Where will the money come from? “This cash flow crisis is a good time to review your investment portfolio and make some tough decisions,” says Rohit Shah, founder of Getting You Rich. If you have term deposits or debt funds, close them to pay off your IMEs. Interest rates are now very low and the after-tax return on term deposits is barely 4-5%. Shah says low-yielding insurance plans that offer low life coverage and swallow up large premiums should also be put on the chopping block. “Giving up on such unnecessary plans will not only raise funds, but also free up the premium amount,” he says.

A lot of people may find this too drastic. If you do not want to buy back your insurance policy, you can take out a loan on it. LIC offers loans at a flat rate of 9% interest, which can be used in times of crisis. There are several other options for raising funds, including investment and asset loans (see chart).

A loan against the property is particularly useful in such situations. Being a secured loan, the rate of interest is not very high. You can consolidate outstanding debt by taking out a large loan against a property and using the money to pay off personal loans and other more expensive loans.

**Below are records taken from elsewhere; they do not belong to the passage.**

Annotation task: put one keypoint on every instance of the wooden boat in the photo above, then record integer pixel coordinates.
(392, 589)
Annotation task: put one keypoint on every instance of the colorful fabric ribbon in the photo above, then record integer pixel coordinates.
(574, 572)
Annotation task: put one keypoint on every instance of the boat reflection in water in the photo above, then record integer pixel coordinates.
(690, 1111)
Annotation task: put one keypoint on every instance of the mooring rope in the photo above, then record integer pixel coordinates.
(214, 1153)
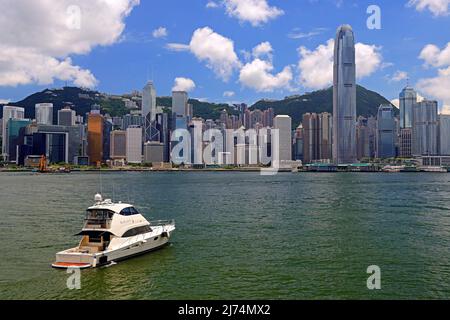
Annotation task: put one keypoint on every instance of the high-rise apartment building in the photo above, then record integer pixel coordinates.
(95, 137)
(425, 128)
(284, 125)
(344, 97)
(385, 132)
(444, 135)
(9, 112)
(67, 117)
(118, 145)
(134, 145)
(44, 113)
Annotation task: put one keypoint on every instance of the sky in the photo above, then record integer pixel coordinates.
(222, 50)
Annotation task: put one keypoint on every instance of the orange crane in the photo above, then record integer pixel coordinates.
(43, 164)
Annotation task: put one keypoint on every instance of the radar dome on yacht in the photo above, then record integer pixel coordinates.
(98, 197)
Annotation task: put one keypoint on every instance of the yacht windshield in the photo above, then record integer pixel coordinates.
(96, 214)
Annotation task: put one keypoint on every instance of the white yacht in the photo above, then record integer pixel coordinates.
(113, 232)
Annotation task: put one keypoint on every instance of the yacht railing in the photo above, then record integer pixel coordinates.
(159, 223)
(97, 223)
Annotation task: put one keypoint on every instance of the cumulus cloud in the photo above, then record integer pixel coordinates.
(258, 75)
(256, 12)
(161, 32)
(399, 76)
(229, 94)
(434, 56)
(437, 87)
(212, 48)
(211, 4)
(183, 84)
(50, 32)
(264, 49)
(316, 66)
(437, 7)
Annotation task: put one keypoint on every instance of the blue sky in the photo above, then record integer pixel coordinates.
(134, 55)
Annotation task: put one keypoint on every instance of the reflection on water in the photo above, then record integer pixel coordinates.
(239, 235)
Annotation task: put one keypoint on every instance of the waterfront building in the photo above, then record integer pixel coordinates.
(95, 137)
(269, 114)
(405, 143)
(118, 145)
(9, 112)
(132, 119)
(14, 136)
(148, 110)
(344, 97)
(444, 135)
(385, 132)
(163, 124)
(362, 138)
(134, 145)
(179, 103)
(299, 143)
(325, 136)
(408, 98)
(311, 146)
(153, 152)
(425, 128)
(284, 124)
(44, 113)
(67, 117)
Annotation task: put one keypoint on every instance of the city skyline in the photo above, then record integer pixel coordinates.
(271, 56)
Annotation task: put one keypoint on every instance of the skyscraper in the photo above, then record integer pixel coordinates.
(118, 145)
(66, 117)
(44, 113)
(149, 110)
(9, 112)
(179, 103)
(344, 97)
(444, 135)
(134, 145)
(425, 128)
(385, 132)
(408, 97)
(284, 125)
(95, 137)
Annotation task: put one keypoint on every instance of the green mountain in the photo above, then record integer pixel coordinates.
(367, 103)
(81, 101)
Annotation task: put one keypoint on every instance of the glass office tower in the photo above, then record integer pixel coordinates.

Some advisers even suggest that stocks and equity funds should be sold to pay off the loans. “The stock market recovery has inflated the equity allocation in most portfolios. It is time to rebalance by selling some of the stocks and equity funds,” said financial planner Pankaaj Maalde.

Read also: Unable to repay the loan? Here are the rights you have as a defaulter

Create an emergency fund

The lack of cash that people face underlines the importance of setting up an emergency fund. Financial planners typically suggest setting aside six months of emergency spending, although this can vary depending on individual circumstances.

A savings account with easy transfer or a liquid fund are options to consider. Feedback is not important here. What is important is that this money is not used for any other expense and is accessible to the individual in the short term.